// Say you have a Date/Time dimension
// (let's call it Dates), and
// each month has a unique ID called
// MonthID (unique across all years).
// These ID's should be
// consecutive integers.
// Let your [Measure] be the measure
// that you want to calculate the
// 3M average for.
[Measure 3MA] =
// If you change __N to be 6
// then the code will calculate
// a 6-month average.
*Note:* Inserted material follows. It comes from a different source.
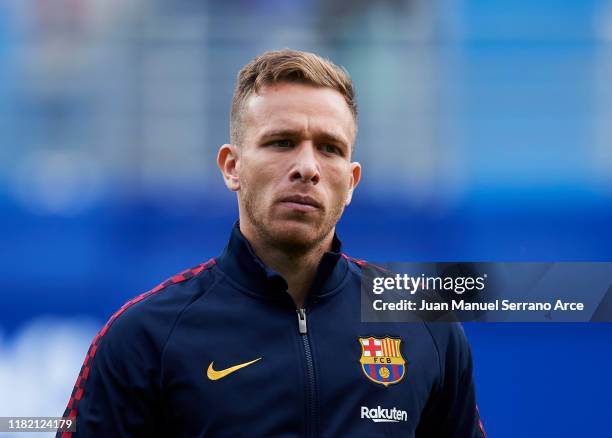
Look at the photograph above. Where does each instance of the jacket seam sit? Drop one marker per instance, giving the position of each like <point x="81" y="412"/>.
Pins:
<point x="433" y="339"/>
You get
// the gist...
var __N = 3
var __lastVisibleDay =
LASTDATE( Dates[Date] )
var __lastMonthId =
MAX( Dates[MonthID] )
var __canGoBackNMonths =
// The first feasible date
// on which you could calculate
// the moving average is
// the last day of the Nth month
// counting from the start of
// the calendar.
var __firstJan =
CALCULATE(
MIN( Dates[Date] ),
ALL( Dates )
)
var __firstFeasibleDay =
EOMONTH( __firstJan, __N - 1 )
return
__LastVisibleDay >= __firstFeasibleDay
var __output =
if( __canGoBackNMonths,
var __NLastMonthsWithMeasure =
ADDCOLUMNS(
SELECTCOLUMNS(
GENERATESERIES(0, __N - 1),
"@Month", [Value]
)
"@Measure",
var __monthPeriod =
DATESINPERIOD(
Dates[Date],
DATEADD(
_lastVisibleDay,
(-1) * [@Month],
MONTH
),
-1,
MONTH
)
return
CALCULATE(
[Measure],
__monthPeriod
)
)
var __average =
AVERAGEX(
// If the value of [@Measure]
// for any of the months is BLANK,
// this value will be skipped by
// the AVERAGEX function. If you
// want to treat BLANKs as 0's
// and thus include them in the
// calculation, just add 0 to
// [@Measure].
__NLastMonthsWithMeasure,
[@Measure]
)
return
__average
)
return
__output
The code above works for any selection of dates. It calculates 3 months back starting from the most recent date visible in the context. So, you'll get numbers not only if you put months on the axis, but also for any date. The code is not simple because you have to remember that you can calculate such an average only when there are enough days to go back. If you fall off of the left edge of the calendar (Dates), you must return BLANK.